As discussed by the courts in Clarke I and Clarke II, the medical expert testimony opining that T.G.'s wounds were likely self-inflicted was sufficient to establish error, because if believed by the jury, that evidence would likely lead to an acquittal. But expert opinion that T.G.'s wounds were not likely inflicted in the manner she claimed does not establish that she was lying. It provides ample ground to question T.G.'s credibility, but must be weighed against the other evidence presented. This is precisely what the Board did. It acknowledged the expert testimony, including that from Scheinin, who was not retained by the defense. That testimony strongly suggested that T.G.'s wounds were self-inflicted and that many of the wounds were too old to have been inflicted during the incidents with appellant. The Board noted, however, that none of the experts could rule out infliction by an assailant. The Board also cited the contrary testimony from SART examiner Ireland and the responders from the Sheriff's Department, the only witnesses to have seen T.G. in person, shortly after the incident.
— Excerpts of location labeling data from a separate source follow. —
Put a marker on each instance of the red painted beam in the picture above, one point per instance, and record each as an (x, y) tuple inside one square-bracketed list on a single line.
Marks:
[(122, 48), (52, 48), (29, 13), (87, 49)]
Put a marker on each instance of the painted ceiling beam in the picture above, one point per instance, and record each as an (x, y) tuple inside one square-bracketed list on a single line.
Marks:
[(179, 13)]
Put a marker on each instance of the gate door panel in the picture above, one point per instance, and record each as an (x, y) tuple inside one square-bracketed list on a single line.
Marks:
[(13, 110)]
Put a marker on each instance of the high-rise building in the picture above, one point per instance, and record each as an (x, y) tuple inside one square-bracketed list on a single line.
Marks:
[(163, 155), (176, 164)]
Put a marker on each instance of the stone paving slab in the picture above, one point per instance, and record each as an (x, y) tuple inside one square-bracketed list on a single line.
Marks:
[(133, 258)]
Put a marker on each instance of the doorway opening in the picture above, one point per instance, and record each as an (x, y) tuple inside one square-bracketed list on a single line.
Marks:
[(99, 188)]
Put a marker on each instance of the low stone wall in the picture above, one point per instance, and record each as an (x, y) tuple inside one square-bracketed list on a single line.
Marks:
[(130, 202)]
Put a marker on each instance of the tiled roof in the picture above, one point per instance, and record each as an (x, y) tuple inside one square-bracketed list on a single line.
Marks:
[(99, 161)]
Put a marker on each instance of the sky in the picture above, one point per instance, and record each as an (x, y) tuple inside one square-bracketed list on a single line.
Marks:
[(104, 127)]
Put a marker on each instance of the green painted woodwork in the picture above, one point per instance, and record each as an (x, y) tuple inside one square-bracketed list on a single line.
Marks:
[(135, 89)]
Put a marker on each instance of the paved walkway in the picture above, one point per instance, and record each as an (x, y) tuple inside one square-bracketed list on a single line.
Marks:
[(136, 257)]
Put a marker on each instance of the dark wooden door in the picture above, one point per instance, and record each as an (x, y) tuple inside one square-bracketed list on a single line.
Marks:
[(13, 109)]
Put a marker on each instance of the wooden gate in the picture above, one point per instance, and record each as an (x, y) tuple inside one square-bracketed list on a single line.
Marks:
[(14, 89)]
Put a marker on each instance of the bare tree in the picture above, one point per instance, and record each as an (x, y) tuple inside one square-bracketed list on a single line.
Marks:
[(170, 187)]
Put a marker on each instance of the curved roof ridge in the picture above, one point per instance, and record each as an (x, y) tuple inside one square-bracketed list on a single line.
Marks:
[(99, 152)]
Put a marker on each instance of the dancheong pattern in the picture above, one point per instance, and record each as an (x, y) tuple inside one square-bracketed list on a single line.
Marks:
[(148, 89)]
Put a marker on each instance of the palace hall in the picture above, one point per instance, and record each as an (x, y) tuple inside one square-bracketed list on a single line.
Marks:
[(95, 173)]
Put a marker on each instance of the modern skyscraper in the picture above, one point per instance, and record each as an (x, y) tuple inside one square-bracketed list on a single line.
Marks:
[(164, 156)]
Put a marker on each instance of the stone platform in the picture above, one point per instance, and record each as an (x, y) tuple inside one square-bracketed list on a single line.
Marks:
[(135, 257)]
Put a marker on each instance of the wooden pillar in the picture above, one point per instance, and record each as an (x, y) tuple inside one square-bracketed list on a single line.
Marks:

Notably, the Board also exhaustively catalogued the inconsistencies in appellant's testimony and concluded that he lacked credibility, a conclusion that appellant largely ignores in this appeal. By contrast, the Board found T.G. generally credible, and concluded that her testimony regarding the crimes was bolstered by other evidence, including her 911 call, the observations of her demeanor by the responding deputies, her decision to obtain a restraining order against appellant several months prior to his petition for custody of K., appellant's own testimony that he did not see the wounds on T.G.'s body during their purportedly repeated sexual encounters on May 21 and 22, and his eventual admission that he had threatened her with a knife on May 19. In sum, we conclude that substantial evidence supports the Board's finding that T.G. was credible and appellant was not, and thus that the evidence did not satisfy appellant's burden to prove his innocence. We therefore find no abuse of discretion in the Board's conclusion that appellant failed to establish by a preponderance of evidence that he did not commit the charged crimes.
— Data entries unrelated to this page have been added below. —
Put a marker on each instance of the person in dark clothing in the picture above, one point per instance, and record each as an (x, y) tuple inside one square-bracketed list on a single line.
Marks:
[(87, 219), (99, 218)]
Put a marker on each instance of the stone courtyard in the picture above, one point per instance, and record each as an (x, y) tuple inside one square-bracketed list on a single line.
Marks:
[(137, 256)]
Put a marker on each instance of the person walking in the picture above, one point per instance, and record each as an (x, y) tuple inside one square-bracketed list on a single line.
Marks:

We also reject appellant's argument that the Board "overlooked the flagrant prosecutorial misconduct" by the prosecutor in withholding Scheinin's report. As he recognizes, the Board "may also consider any other information that it deems relevant to the issue before it." (Cal. Code Regs., tit. 2, § 641, subd. (f), emphasis added.) He cites no authority requiring the Board to consider his allegations of prosecutorial misconduct and does not articulate how any such misconduct would assist him in demonstrating his innocence. Nor is there any prior finding of misconduct on which the Board could, or should, have relied. The trial court never ruled on his motion to dismiss on this basis, and the court in Clarke II found there was insufficient evidence to establish the claim on appeal.
We therefore affirm the trial court's order denying appellant's writ petition.
DISPOSITION
The judgment is affirmed. The parties are to bear their own costs on appeal.
We concur: MANELLA, P. J. WILLHITE, J.